Some many of the contemporary world’s political problems have their roots in centuries of European and later Euro-American (Let’s lump ‘em all together and call it “Western”) colonialism. Wars, revolutions, riots, poverty, genocides, all because of the racist arrogance and greed of Western colonial powers. And nowhere is this more evident, at least at the moment, than in the Mid-East.

Let us consider as a case study Iraq. It did not exist until the Western colonial powers decided in the aftermath of WWI to carve up the defeated Ottoman Empire. Was their guiding principle what was best for the people living there? Respect for ethnic, linguistic, and religious boundaries? Recognition of the relations between differing tribes and other groups? Not a bit of it! Their guiding principle was: Get The Oil!

There is a story, perhaps apocryphal, that Iraq was created over lunch. Seems there was great debate about how to carve up that particular area, and Winston Churchill was getting tired of it. So over lunch, he pulled out his napkin, sketched a map of this new country, gave it to his staff and told them to create it. They did, and now we have Iraq.

Did this actually happen? I don’t know. The point is not the accuracy of the story. The point is the arrogance of the Western Powers.

There are three large groups of people in Iraq. There are the Sunni Muslims, the Shia Muslims, and the Kurds. The Sunnis and the Shia have hated each other for more than a thousand years. And the Kurds do not even speak a version of Arabic. They speak a language (languages actually) within the Persian linguistic family. It is more closely related to Farsi than to Arabic. (In fact, being Indo-european, it is more closely related to English than to Arabic.) As a result, the Sunnis especially, do not trust the Kurds. Sound to you like a marriage made in heaven?

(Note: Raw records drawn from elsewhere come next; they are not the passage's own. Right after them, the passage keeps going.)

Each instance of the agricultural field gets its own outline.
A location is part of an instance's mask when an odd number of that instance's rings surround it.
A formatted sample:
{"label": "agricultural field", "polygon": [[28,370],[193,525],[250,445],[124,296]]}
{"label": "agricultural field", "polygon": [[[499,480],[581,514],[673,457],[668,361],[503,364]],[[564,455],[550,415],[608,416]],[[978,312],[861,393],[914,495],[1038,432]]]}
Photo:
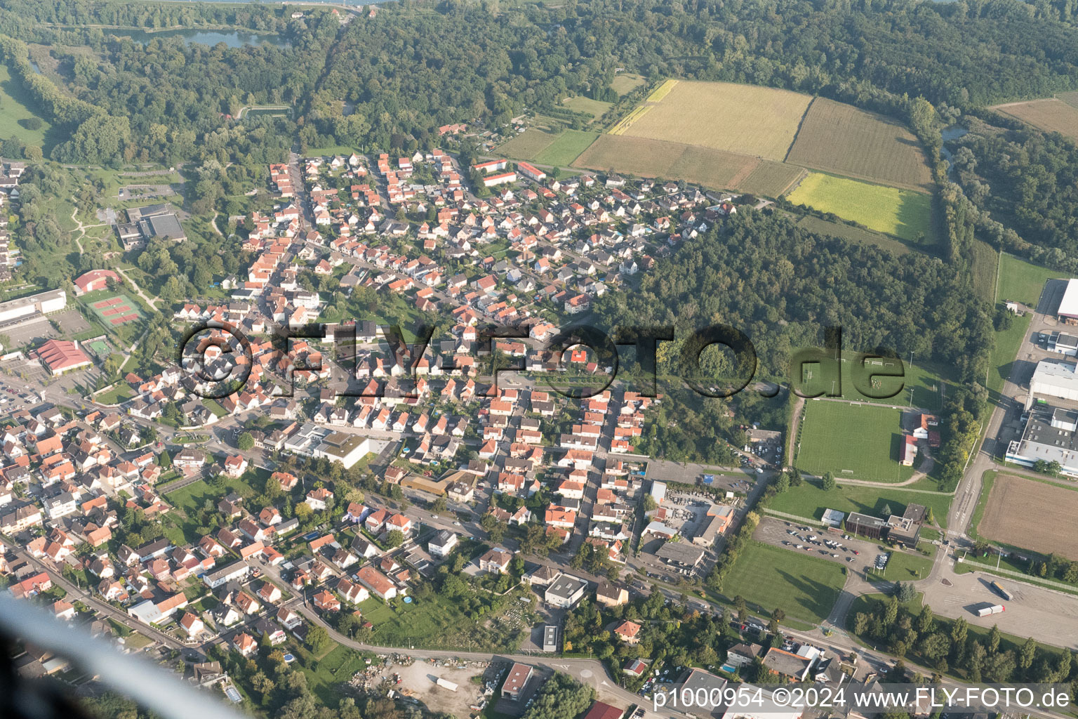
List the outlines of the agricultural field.
{"label": "agricultural field", "polygon": [[921,144],[906,127],[823,97],[813,100],[785,160],[909,190],[930,191],[932,185]]}
{"label": "agricultural field", "polygon": [[[725,82],[664,83],[619,134],[782,162],[812,98]],[[639,110],[646,112],[638,113]]]}
{"label": "agricultural field", "polygon": [[618,75],[614,77],[613,82],[610,83],[610,87],[613,92],[624,96],[628,95],[646,82],[647,80],[645,80],[641,75],[633,74],[632,72],[619,72]]}
{"label": "agricultural field", "polygon": [[1012,547],[1078,559],[1078,536],[1070,531],[1076,512],[1078,490],[998,474],[977,531]]}
{"label": "agricultural field", "polygon": [[989,304],[996,301],[996,275],[999,272],[999,252],[983,239],[973,240],[973,289]]}
{"label": "agricultural field", "polygon": [[[528,130],[531,132],[531,130]],[[584,150],[595,141],[598,133],[586,133],[579,129],[567,129],[558,135],[553,142],[535,154],[533,160],[542,165],[571,165]]]}
{"label": "agricultural field", "polygon": [[[0,63],[0,137],[17,137],[26,144],[36,144],[47,150],[45,135],[52,127],[40,113],[30,107],[33,99],[11,78],[11,72],[4,63]],[[40,122],[37,129],[29,125]]]}
{"label": "agricultural field", "polygon": [[1048,133],[1059,133],[1078,140],[1078,106],[1062,99],[1050,97],[1028,102],[1009,102],[992,109]]}
{"label": "agricultural field", "polygon": [[607,110],[609,110],[613,105],[611,102],[603,102],[600,100],[593,100],[590,97],[577,96],[567,97],[562,100],[562,106],[567,110],[572,110],[573,112],[583,112],[592,116],[592,122],[595,122],[602,117]]}
{"label": "agricultural field", "polygon": [[1021,302],[1026,307],[1036,308],[1045,282],[1063,277],[1066,275],[1059,269],[1035,265],[1004,252],[999,258],[999,288],[996,298],[999,302]]}
{"label": "agricultural field", "polygon": [[806,215],[798,220],[798,226],[821,235],[842,237],[843,239],[847,239],[852,243],[858,243],[860,245],[874,245],[882,250],[887,250],[888,252],[894,252],[895,254],[904,254],[910,251],[909,245],[895,239],[890,235],[872,232],[871,230],[857,227],[852,224],[824,220],[812,215]]}
{"label": "agricultural field", "polygon": [[528,127],[522,134],[498,147],[498,152],[513,160],[533,161],[540,152],[549,148],[559,137],[556,133],[544,133],[535,127]]}
{"label": "agricultural field", "polygon": [[777,607],[788,617],[818,624],[827,619],[844,581],[843,567],[834,562],[750,542],[724,581],[734,589],[723,596],[733,602],[741,594],[761,613]]}
{"label": "agricultural field", "polygon": [[840,482],[901,482],[914,471],[898,461],[901,443],[901,410],[810,400],[794,464],[813,474],[831,472]]}
{"label": "agricultural field", "polygon": [[800,168],[699,146],[621,135],[599,135],[572,163],[577,167],[685,180],[717,190],[777,196]]}
{"label": "agricultural field", "polygon": [[801,486],[790,487],[786,492],[775,495],[768,508],[776,512],[786,512],[818,521],[824,516],[826,509],[838,510],[846,514],[860,512],[882,516],[887,509],[890,510],[889,514],[901,514],[906,511],[906,506],[913,502],[930,509],[936,523],[945,527],[946,513],[951,507],[952,498],[953,495],[915,492],[907,487],[887,488],[842,484],[841,479],[839,486],[833,492],[825,492],[819,487],[818,481],[807,480],[802,482]]}
{"label": "agricultural field", "polygon": [[761,160],[735,189],[754,195],[779,197],[804,176],[805,171],[800,167]]}
{"label": "agricultural field", "polygon": [[918,244],[935,235],[931,197],[912,190],[810,172],[786,198]]}

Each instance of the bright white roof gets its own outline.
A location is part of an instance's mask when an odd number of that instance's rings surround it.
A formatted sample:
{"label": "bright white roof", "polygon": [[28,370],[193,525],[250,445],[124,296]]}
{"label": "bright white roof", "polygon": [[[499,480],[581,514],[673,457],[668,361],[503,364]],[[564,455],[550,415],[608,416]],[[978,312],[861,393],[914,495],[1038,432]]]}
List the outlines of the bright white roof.
{"label": "bright white roof", "polygon": [[1068,279],[1067,289],[1060,302],[1059,315],[1078,318],[1078,279]]}

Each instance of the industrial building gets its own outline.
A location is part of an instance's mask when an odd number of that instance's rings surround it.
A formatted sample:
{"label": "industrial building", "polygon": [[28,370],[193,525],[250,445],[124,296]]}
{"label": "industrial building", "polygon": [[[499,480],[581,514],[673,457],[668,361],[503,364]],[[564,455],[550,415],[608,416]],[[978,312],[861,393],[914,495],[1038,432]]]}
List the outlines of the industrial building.
{"label": "industrial building", "polygon": [[1034,395],[1078,400],[1078,364],[1059,360],[1037,362],[1037,368],[1029,379],[1029,399],[1026,409],[1033,404]]}
{"label": "industrial building", "polygon": [[0,326],[59,312],[65,307],[67,307],[67,292],[64,290],[45,290],[25,298],[8,300],[0,302]]}
{"label": "industrial building", "polygon": [[1078,476],[1078,412],[1035,404],[1022,439],[1007,447],[1007,461],[1033,467],[1038,460],[1060,464],[1060,473]]}
{"label": "industrial building", "polygon": [[1063,300],[1055,314],[1062,322],[1078,324],[1078,279],[1067,280],[1067,289],[1063,292]]}

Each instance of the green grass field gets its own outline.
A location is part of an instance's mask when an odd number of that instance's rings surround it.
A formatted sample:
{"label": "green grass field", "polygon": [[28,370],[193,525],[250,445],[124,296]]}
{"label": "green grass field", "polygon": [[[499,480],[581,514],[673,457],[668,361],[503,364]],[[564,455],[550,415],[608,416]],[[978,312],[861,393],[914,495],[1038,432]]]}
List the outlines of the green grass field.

And so now we have a new civil war in this cobbled together nation. I won’t go into how our domestic politics is involved in this. Books need to be written about that. Instead I want to address what I think would make sense for us it do.

  1. Admit that the US, among others, has made an unholy mess of things. We have caused untold suffering through our meddling in cultures about which we had little to no understanding and cared even less.
  2. Admit that our military regime change (Iraq War 1 and Iraq War 2) is the only thing that has held the current version of this nation together, and in turn this means that it has been a puppet government totally beholden to the US and that the withdrawal of our military simply permitted the civil war to resume.
  3. Admit that a resumption of US military intervention might damp the civil war down, but only temporarily and would therefore be a destabilizing influence in spite of appearances.
  4. Therefore the best thing we can do is to declare ourselves neutral and refrain from any attempt at influencing the outcome of the civil war, even of that means standing by and watching the dissolution of the nation of Iraq.
  5. Recognize that this will undoubtedly cause a lot of bloodshed and suffering and accept the fact this this is the inevitable result and legacy of Western Colonialism run amuck. We bear a major share of the responsibility for that bloodshed and suffering.
  6. Accept that it is therefore our responsibility to help to rebuild whatever emerges from the ashes, but only at the request of the people then in power and only under their control and direction. We help them build the nation(s) that they want, not the nation we want them to have.

The domestic political consequences of following this course of action strike me as enormous and mostly to the detriment of President Obama, were he to try it. In fact, our entire nation may well suffer for it. But the suffering we might inflict upon ourselves pales by comparison with the suffering we have inflicted upon others over the last few decades.

And if anyone has a better idea, I’d like to hear it.